India on track to become a $10 billion-dollar ad market
The report said the combination of stable finances, sustained urban demand and important reforms meant India is the fastest-growing larger ad economy, at a forecast annual rate of 14-15%.
The report said India’s current trajectory, put it on track to become the world’s 10th US$10 billion advertising market by 2018, with the TV advertising market (US$305 billion) roughly three times as large as the digital ad market (US$100.4 billion).
Canada
GroupM said Canadian advertising revenues would rise 0.8% to C$12.9 billion this year, increasing a further 1.3% to $13.03 billion in 2017.
Much of the growth is being driven by digital, which continues to beat forecasts, growing 11% in 2016 and a further 10% in 2017 to US$5.6 billion, controlling 39.5% of the market.
According to GroupM, the market is seeing “huge growth” in various digital components including programmatic, online video, social media and mobile.

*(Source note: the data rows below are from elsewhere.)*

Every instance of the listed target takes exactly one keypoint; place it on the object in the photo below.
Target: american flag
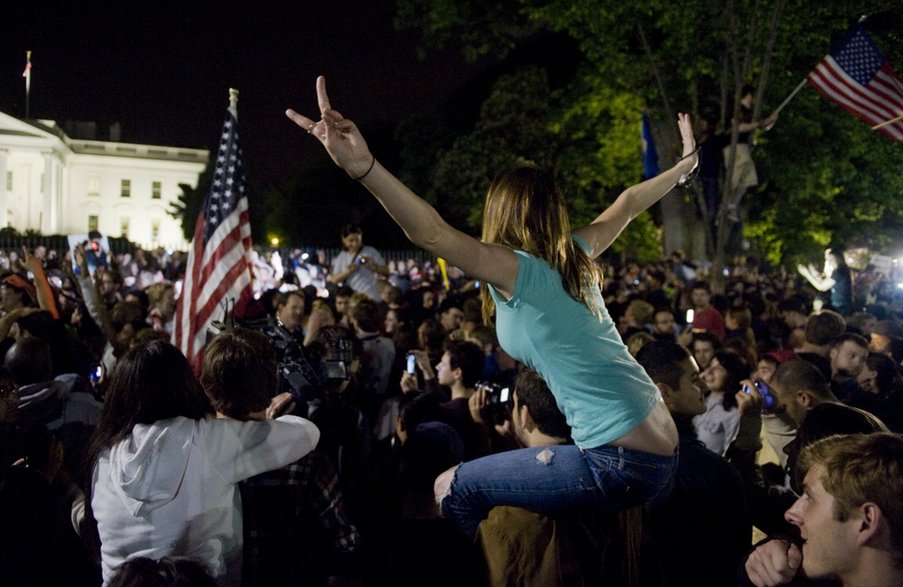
(218, 266)
(857, 77)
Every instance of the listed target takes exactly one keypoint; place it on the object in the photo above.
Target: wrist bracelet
(690, 154)
(369, 169)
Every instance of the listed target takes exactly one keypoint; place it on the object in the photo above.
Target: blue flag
(650, 155)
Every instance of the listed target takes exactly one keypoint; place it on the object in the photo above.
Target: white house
(60, 185)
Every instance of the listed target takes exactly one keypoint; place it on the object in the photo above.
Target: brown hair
(525, 211)
(239, 373)
(860, 468)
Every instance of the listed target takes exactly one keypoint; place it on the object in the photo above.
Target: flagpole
(886, 122)
(233, 102)
(27, 75)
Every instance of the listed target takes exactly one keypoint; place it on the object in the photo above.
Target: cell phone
(768, 397)
(96, 373)
(495, 393)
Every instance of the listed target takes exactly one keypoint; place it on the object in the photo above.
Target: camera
(768, 398)
(495, 393)
(95, 374)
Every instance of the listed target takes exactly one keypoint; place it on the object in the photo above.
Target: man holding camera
(358, 265)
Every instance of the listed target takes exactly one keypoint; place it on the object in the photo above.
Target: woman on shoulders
(544, 288)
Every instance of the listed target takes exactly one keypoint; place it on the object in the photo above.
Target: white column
(47, 210)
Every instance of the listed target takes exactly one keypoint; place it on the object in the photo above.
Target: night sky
(163, 70)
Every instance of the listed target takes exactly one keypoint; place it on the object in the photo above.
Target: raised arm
(818, 281)
(42, 285)
(638, 198)
(420, 221)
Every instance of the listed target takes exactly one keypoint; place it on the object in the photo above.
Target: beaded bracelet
(369, 169)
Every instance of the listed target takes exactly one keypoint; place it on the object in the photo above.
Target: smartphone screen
(768, 397)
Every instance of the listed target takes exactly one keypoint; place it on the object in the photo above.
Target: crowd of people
(516, 414)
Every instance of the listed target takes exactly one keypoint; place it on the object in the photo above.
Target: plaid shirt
(294, 518)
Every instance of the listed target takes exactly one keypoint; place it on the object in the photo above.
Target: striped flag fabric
(857, 77)
(217, 271)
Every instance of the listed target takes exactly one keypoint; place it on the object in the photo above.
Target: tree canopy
(824, 175)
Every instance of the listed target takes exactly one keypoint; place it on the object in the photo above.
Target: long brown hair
(525, 211)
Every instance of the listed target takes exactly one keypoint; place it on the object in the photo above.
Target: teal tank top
(599, 387)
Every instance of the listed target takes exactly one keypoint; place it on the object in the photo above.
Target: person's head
(535, 406)
(834, 260)
(342, 295)
(663, 321)
(798, 386)
(525, 211)
(879, 374)
(700, 294)
(737, 318)
(747, 93)
(863, 322)
(396, 319)
(366, 316)
(766, 365)
(638, 340)
(639, 313)
(166, 572)
(851, 504)
(484, 337)
(824, 327)
(290, 309)
(352, 238)
(150, 382)
(239, 373)
(29, 361)
(848, 356)
(127, 319)
(110, 283)
(794, 311)
(704, 346)
(138, 296)
(430, 335)
(725, 372)
(675, 373)
(461, 364)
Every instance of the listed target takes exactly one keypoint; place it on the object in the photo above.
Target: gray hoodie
(169, 488)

Elsewhere, the report said Corus Entertainment’s $2.65 billion acquisition of Shaw Media gives the company a 32% share of Canada’s 25-54 TV audience, closing in on Bell Media’s 35% share. The report said the scale of Bell and Corus might encourage further consolidation in the broadcast space.

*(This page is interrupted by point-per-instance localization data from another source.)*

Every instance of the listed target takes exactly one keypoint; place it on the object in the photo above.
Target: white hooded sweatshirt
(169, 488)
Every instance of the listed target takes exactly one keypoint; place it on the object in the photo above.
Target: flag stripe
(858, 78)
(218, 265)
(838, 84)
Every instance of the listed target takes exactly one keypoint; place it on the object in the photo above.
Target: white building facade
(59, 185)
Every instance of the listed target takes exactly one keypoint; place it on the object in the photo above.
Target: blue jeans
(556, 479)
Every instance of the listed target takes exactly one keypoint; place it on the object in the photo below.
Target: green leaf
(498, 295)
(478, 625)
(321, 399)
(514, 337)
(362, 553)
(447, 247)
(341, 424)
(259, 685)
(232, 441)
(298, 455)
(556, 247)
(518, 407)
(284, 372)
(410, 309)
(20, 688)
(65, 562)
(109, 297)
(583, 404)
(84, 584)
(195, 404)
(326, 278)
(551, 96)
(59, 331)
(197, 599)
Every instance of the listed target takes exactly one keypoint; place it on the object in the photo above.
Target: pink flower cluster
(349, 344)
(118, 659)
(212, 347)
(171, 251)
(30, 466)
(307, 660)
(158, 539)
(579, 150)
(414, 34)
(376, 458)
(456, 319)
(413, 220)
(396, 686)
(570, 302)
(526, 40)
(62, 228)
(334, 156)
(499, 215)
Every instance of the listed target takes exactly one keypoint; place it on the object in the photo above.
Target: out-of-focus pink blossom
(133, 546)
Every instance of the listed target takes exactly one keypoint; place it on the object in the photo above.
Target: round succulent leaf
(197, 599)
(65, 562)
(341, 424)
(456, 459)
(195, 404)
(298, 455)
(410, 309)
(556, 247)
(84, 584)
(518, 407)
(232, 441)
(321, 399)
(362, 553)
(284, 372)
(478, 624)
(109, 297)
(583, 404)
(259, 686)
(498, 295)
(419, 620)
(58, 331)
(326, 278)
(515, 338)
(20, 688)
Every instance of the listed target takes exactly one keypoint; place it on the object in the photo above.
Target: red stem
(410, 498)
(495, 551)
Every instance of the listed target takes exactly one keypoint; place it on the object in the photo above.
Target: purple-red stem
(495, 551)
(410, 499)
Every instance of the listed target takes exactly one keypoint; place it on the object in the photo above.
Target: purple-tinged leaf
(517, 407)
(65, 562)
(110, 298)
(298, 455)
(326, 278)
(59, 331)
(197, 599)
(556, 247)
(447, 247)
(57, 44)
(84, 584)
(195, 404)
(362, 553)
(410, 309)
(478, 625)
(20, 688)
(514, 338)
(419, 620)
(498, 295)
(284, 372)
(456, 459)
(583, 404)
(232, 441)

It said the TV industry had begun taking the required action to “future-proof” the medium and lock in advertising, saying the December rebrand of the Television Bureau of Canada to ThinkTV has produced “an immediate and noticeable change” in how the industry communicates to advertisers.
The report also noted the industry is mirroring advances elsewhere around the world in “future TV” with both Bell and Rogers Media signing programmatic partnerships with Videology and Corus with Visible World.
All three broadcast groups are expected to offerprogrammatic TV transactions beginning in the fourth quarter, with GroupM predicting as much as 10% of inventory – by audience, not minutes – could be purchased this way in the short-term.
TV is projected to attract US$3.19 billion in advertising this year, declining slightly to US$3.13 in 2017.
The report also noted the declines in print advertising were increasing rather than stabilizing, with newspaper revenues falling from $2.1 billion in 2015 to a projected $1.5 billion in 2017. Magazine advertising, meanwhile, is expected to fall to $541 million in 2017 from $668 million in 2015.
Elsewhere, the report said commercial radio continued to be a “robust” business, with revenues growing 3% to US$1.63 billion in 2016 and a further 2% to $1.68 billion in 2017.
“Reinvigorated” by the combination of digital technology, sales innovation and its strong links to mobile, out-of-home is expected to grow 2% to US$542 million in 2017, while cinema is “successfully monetizing strong admissions” to produce growth of 2% and 2.3% in 2016 and 2017 respectively.